On a day off today, I did something about my dissatisfaction with replay from my records. I had noticed for a while that they were all front, no grunt.
I found that with zero tracking force and bias, the stylus floated about 6 or 7mm above the record surface. So I moved the counterweight forward into the right position, the stylus now a millimeter above the record. Tracking force and bias were then reset as per cartridge manufacturer’s instructions. Quick check that the arm was still parallel to the record. Presto! Front and grunt! Happy chap.
Passing this on in case you are similarly nonplussed with your records. The tracking force of the counterweight is an easy place to look in the first instance. Hopefully you too can get the pleasure back.
Glad you found a solution, but I’d simply get a digital gauge for a few euros and stop the guessing game
Yep, it’s a nice bit of reassurance
Goes to show - trust your instincts that something doesn’t seem right rather than convince yourself all is well
I couldn’t sleep without one It’s hard enough to get it floating 1 mm above the record as well as Christopher did, and then you still don’t know how precise the tracking force dial on the arm really is. Rega’s, for instance, isn’t very, and the scale marks are not overly fine grained
The Ittok is hard to get perfectly level but it was nice to see the dial matches the VTF with total accuracy
It’s in any case satisfying to have confirmed that all is correct. Because of all that had been said about Rega’s anti-bias dial, I spent over 50 euros on a test record, and after running the tracking tests and much adjusting back and forth I could confirm that the result was exactly the same as I would have had following Rega’s free advice. But it felt good.
(I also spent over 200 on Rega’s Atlas gauge to confirm the exact same tracking force result as the 5 euro gauge from Amazon )
This solution is definitely tonearm dependent, IMO. My arm is designed to be dialed in for VTF completely from the arm counterweight position: there is no tracking force dial on the arm otherwise. I like it that way better. The setup is more straightforward.
Cos the rubber is tight, movement is tiny and it is easy to overshoot, or not even move at all.
Thanks for all replies.
It had not occurred to me that the tracking force dial on my arm might not read correctly. So I checked it with my old Goldring stylus gauge. And it does.
Best of all, thanks to this simple fix of tracking force, I have fallen back in love with with my AT-OC9 ML/II and my records. I hadn’t been playing them much.
I huffed on the rubber and the stub to make it slide more easily. I’d seen my dealer do it.
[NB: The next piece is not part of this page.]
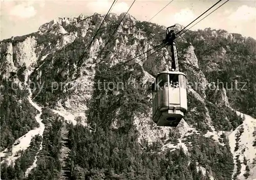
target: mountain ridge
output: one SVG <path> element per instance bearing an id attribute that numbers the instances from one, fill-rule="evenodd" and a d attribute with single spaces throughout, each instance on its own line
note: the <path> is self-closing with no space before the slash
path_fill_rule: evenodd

I do not find levelling or setting my Linn Ittok to be at all difficult.
But… I have been practising this since 1982…
(I use a twisting motion, to set the counterweight.)
Perhaps ‘hard’ has been taken too literally. It’s slightly fiddly maybe; I am meticulous and want the arm to be perfectly level. It’s an operation only needed after the counterweight has been removed and doesn’t need to be done again so I can take my time getting it dead level.
Beginning with an accurate measurement is a good start. Very slight adjustments that may not even show when measuring can reward your ears.